Of course the question is how does the financial industry respond? I believe most of us are taught to respond by focusing on the accumulation phase in one’s life. After all, one can only cut expenses so far and the only guaranteed way to raise the rate of return is by cutting debt. But with the rising national debt, comes debt service and with that service comes a greater need for taxation.

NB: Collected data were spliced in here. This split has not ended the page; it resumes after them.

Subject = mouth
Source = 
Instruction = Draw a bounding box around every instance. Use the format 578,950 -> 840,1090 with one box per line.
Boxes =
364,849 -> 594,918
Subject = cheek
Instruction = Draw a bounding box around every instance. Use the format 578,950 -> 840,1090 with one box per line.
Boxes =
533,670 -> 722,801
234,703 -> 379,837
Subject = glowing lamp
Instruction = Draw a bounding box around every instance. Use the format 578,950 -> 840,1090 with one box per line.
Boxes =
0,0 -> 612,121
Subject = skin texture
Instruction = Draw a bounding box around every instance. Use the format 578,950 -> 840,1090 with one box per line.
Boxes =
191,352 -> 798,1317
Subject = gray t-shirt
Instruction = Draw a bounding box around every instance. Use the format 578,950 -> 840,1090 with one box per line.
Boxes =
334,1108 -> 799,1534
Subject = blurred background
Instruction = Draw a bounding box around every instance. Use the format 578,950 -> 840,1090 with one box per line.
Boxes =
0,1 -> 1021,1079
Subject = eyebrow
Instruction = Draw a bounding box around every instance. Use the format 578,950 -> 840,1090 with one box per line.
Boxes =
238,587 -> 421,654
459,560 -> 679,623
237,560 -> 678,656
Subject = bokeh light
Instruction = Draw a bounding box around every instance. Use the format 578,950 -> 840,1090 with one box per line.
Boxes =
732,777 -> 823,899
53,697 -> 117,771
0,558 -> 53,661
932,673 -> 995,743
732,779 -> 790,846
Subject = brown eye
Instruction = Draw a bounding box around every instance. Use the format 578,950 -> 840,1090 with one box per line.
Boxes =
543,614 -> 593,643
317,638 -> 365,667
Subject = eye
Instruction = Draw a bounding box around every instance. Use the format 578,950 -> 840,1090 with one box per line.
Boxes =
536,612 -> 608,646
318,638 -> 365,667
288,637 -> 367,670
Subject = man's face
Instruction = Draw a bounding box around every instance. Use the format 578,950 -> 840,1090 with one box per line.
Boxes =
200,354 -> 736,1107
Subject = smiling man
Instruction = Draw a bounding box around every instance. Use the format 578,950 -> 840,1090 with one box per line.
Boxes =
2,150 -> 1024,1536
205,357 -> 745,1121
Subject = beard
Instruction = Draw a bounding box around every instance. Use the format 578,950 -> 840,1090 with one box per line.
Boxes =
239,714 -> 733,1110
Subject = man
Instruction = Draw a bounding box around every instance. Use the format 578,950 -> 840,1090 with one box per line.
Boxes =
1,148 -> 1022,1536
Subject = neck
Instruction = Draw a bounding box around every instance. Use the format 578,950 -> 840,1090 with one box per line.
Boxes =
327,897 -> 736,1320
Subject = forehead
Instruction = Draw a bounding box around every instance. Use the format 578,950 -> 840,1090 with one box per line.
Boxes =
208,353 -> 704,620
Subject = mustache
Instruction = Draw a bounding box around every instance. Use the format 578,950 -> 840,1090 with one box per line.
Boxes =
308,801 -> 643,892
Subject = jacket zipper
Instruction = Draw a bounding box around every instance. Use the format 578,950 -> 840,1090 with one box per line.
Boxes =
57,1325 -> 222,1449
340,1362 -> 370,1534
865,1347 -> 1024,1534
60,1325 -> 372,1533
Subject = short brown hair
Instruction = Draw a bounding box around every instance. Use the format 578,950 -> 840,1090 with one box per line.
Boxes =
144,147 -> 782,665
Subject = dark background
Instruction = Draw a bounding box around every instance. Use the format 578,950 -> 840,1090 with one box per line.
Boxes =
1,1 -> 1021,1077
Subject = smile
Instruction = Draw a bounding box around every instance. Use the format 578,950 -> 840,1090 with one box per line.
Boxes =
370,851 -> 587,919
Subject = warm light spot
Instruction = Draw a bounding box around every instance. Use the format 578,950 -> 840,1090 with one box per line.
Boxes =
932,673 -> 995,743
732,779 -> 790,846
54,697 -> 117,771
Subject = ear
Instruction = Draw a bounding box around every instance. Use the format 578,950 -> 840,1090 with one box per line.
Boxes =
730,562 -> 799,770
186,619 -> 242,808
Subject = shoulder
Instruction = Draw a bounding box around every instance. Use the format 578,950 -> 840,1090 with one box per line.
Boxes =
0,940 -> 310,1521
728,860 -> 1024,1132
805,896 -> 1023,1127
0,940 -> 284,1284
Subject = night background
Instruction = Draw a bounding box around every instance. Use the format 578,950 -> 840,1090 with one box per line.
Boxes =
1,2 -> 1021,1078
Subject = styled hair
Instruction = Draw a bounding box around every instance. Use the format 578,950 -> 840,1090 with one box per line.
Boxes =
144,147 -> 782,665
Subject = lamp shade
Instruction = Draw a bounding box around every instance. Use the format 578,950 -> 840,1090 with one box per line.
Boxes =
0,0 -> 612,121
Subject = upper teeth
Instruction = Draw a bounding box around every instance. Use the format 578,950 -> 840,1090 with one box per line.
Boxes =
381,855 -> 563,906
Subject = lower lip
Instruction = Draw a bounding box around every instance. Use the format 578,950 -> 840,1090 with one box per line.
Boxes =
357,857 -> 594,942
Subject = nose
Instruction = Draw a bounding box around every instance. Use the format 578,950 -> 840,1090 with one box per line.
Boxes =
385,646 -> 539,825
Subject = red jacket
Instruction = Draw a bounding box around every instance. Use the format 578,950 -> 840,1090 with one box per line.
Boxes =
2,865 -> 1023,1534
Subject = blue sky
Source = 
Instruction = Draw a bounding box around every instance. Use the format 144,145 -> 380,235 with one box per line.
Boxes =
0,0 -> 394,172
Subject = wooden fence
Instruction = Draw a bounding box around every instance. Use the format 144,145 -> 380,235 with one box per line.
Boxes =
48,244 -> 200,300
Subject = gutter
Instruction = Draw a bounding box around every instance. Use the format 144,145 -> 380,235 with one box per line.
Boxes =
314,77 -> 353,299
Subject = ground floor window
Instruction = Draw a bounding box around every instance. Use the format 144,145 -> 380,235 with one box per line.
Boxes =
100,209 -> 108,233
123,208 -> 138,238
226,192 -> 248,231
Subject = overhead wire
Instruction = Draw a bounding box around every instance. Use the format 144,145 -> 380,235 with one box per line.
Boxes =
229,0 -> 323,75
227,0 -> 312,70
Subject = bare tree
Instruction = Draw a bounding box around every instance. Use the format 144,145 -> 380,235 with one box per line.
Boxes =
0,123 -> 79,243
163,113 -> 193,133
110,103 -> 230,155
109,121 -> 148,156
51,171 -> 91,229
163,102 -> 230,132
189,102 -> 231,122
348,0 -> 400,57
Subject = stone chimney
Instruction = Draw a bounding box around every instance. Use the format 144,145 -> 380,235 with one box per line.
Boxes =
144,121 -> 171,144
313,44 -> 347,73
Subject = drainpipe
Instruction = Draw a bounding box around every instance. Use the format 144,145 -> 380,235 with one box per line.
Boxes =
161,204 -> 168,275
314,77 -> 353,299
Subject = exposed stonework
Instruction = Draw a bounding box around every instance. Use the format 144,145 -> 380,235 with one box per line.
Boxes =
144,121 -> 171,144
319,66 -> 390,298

If we look at where money is accumulated, we can actually see a greater personal problem, that may be caused because of the macro problem. Perhaps the most popular tax-advantaged  strategy in the United States is the 401K provision. This provision allows money to be saved for retirement at a tax-deferred rate. It’s often advertised that taxes are saved when money is put into a 401k, put on the contrary every single one of those dollars still is up for taxation- just not today. For instance, if a doctor put $1 million into a 401(k) in 1981, when the plans first came out, he would have deferred the tax due on the $1 million for that year. But if he retired in 2020, under the new tax rates, he would have effectively deferred a $280,000 tax bill, to pay the federal government a tax bill of $370,000. That’s if his money never grew by another dime. We’re currently in a situation where the demographics are shifting in the sense that more and more Baby Boomers are retiring I’m beginning to draw money from these plans, which could have an effect on the market, but more importantly for the IRS a positive effect on the Government’s pocketbook. I’ll bring this to your attention just to let you know why the national debt matters in our civil discourse. I wish you Godspeed I’m fixing this personal burden.